I'm therefore wondering if there are some kind of "mental benchmarks" experienced folks here use with regard to number of queries per page, and if so, how many might be too many?
I understand that the correct answer in any context is related to what's needed to satisfy an application's functional requirements. However, on projects where client requirements may be flexible or not properly set, or on projects where you as the developer have full control (e.g. sites you develop for yourself), you may be able to negotiate between functionality and performance... basically, to just cut trivial features if coding requirements impact performance and you're unable to optimise it any further.
I would appreciate any views on this.
Thanks
There's no set number, "page" is arbitrary enough - one could be doing one database task while another could have 2 dozen widgets each with their own task.
One good rule of thumb though: the moment you put a SELECT inside a loop that's processing rows of another SELECT, stop. It might seem fast enough early on, but data tends to grow and those nested loops will grow exponentially with it, so expect it to become a bottleneck at some point.
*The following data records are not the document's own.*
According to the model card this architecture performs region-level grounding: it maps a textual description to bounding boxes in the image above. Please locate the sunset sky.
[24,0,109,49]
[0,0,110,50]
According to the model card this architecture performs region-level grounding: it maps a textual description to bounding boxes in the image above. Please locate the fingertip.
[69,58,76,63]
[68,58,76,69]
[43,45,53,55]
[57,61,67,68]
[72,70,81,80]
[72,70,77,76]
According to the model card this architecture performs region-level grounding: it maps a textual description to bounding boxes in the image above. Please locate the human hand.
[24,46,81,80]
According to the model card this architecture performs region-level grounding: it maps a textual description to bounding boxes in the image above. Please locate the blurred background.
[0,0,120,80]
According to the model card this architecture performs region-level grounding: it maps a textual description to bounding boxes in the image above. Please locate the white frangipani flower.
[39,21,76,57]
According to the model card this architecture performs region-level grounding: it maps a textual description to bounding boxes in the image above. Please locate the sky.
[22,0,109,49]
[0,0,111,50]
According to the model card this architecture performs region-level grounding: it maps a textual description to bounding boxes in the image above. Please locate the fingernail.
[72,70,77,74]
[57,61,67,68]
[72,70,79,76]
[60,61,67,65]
Even if the single query ends up being significantly slower, you'll be better off in the long run (and there's always stored procs, query caching, etc).
It depends how often the page is used, the latency between the app server and database server, and a lot of other factors.
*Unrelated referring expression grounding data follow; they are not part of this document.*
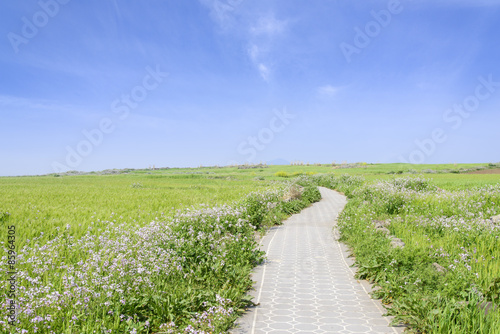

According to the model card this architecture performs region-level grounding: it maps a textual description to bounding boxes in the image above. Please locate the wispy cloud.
[0,95,73,111]
[198,0,241,30]
[111,0,123,19]
[0,95,105,123]
[199,1,289,83]
[250,14,288,36]
[247,44,260,62]
[317,85,341,97]
[246,13,288,83]
[258,63,270,82]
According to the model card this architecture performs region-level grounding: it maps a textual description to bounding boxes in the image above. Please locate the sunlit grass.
[312,173,500,333]
[2,163,500,333]
[0,170,323,333]
[0,174,272,249]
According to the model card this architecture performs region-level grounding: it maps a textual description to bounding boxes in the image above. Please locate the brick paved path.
[232,187,403,334]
For a page which only displays data, my gut feeling is that 100 is too many. However, there are some cases where that may be acceptable.
In practice you should only optimise where necessary, which means you optimise the pages that people use the most, and ignore the minor ones.
In particular, the pages are not available to the public and the (few) authorised users hardly ever use them, there is no incentive to make them faster.
If there is a real performance problem which you believe comes from having too many queries, enable the general query log (which may make performance worse, I'm afraid) and analyse the most common queries with a view to eliminating them.
You might find that there are some "low hanging fruits" - simple queries on rarely changing data which are called on most popular pages, which you can easily eliminate (for example, have your app server fetch the data on a cron job into a local file and read it from there). Or even "lower hanging fruits" like queries which are completely unnecessary.
The difficulty with trying to combine multiple queries is that it tends to go against code-reuse and code maintainability, so you should only do it if it is ABSOLUTELY necessary; it doesn't sound like you have enough data yet to make that determination.